Article Text
Abstract
Objective Inflammatory bowel disease (IBD) is a multifactorial condition driven by genetic and environmental risk factors. A genetic variation in the protein tyrosine phosphatase non-receptor type 22 (PTPN22) gene has been associated with autoimmune disorders while protecting from the IBD subtype Crohn’s disease. Mice expressing the murine orthologous PTPN22-R619W variant are protected from intestinal inflammation in the model of acute dextran sodium sulfate (DSS)-induced colitis. We previously identified food-grade titanium dioxide (TiO2, E171) as a neglected IBD risk factor. Here, we investigate the interplay of the PTPN22 variant and TiO2-mediated effects during IBD pathogenesis.
Design Acute DSS colitis was induced in wild-type and PTPN22 variant mice (PTPN22-R619W) and animals were treated with TiO2 nanoparticles during colitis induction. Disease-triggering mechanisms were investigated using bulk and single-cell RNA sequencing.
Results In mice, administration of TiO2 nanoparticles abrogated the protective effect of the variant, rendering PTPN22-R619W mice susceptible to DSS colitis. In early disease, cytotoxic CD8+ T-cells were found to be reduced in the lamina propria of PTPN22-R619W mice, an effect reversed by TiO2 administration. Normalisation of T-cell populations correlated with increased Ifng expression and, at a later stage of disease, the promoted prevalence of proinflammatory macrophages that triggered severe intestinal inflammation.
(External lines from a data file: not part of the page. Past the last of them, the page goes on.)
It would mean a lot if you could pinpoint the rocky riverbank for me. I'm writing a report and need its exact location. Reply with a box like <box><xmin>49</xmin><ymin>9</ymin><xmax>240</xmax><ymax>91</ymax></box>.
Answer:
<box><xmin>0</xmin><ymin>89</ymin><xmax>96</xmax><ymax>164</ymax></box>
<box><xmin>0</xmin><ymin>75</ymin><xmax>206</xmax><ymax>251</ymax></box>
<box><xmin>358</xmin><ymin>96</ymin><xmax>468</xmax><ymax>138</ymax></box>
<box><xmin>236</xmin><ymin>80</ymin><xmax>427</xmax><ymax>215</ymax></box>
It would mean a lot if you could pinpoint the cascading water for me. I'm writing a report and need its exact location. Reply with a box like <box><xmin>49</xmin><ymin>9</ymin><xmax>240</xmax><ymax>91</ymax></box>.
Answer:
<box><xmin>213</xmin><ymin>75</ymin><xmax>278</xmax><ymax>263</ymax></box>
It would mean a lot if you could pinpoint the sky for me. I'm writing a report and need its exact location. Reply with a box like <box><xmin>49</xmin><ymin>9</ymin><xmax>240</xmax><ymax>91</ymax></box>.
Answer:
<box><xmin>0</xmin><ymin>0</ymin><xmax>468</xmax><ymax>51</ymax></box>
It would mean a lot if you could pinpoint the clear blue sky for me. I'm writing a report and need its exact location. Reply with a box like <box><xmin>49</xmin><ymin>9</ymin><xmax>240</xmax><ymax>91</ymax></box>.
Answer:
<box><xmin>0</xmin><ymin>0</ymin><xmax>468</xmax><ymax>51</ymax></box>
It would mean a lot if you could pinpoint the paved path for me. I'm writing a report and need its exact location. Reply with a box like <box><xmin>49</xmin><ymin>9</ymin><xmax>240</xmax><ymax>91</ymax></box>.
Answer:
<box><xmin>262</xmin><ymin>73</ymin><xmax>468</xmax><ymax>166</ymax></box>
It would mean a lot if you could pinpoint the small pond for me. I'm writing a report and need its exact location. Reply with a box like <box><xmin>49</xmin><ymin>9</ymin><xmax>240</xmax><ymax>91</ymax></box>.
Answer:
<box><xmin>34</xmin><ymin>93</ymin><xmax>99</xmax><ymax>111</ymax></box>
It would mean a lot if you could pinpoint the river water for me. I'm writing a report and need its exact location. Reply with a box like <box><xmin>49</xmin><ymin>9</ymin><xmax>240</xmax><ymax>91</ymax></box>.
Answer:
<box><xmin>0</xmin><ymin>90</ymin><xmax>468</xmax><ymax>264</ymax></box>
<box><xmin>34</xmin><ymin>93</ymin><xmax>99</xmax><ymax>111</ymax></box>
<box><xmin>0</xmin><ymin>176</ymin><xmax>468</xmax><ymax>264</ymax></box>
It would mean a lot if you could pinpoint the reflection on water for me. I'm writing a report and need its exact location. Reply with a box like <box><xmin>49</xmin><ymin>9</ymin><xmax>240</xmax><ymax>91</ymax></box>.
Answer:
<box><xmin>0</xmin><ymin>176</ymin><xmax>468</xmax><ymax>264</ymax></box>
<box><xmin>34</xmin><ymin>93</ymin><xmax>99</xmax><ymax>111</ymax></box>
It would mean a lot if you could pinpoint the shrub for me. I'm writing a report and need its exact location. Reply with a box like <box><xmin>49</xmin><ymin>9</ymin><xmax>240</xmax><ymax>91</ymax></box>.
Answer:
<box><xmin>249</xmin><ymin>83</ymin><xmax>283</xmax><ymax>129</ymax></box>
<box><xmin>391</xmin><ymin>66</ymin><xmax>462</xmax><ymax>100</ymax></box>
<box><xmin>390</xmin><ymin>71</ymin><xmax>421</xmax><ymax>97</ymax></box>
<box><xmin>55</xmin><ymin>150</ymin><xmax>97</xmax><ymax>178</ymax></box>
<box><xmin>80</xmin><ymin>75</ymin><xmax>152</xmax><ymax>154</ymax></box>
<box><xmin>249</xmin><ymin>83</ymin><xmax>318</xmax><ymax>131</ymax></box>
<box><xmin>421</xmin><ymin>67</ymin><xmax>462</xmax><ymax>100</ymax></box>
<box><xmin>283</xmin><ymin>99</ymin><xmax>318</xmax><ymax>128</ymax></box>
Conclusion Our findings indicate that the consumption of TiO2 nanoparticles might have adverse effects on the gastrointestinal health of individuals carrying the PTPN22 variant. This demonstrates that environmental factors interact with genetic risk variants and can reverse a protective mechanism into a disease-promoting effect.
- inflammatory bowel disease
- gastrointestinal immune response
- gut immunology
- IBD basic research
Data availability statement
Data are available in a public, open access repository. Data are available on reasonable request. All data relevant to the study are included in the article or uploaded as supplementary information. All data relevant to the study are included in the article file or its supplementary material. RNAseq data are available at https://www.ncbi.nlm.nih.gov/bioproject/, Project ID PRJNA860794.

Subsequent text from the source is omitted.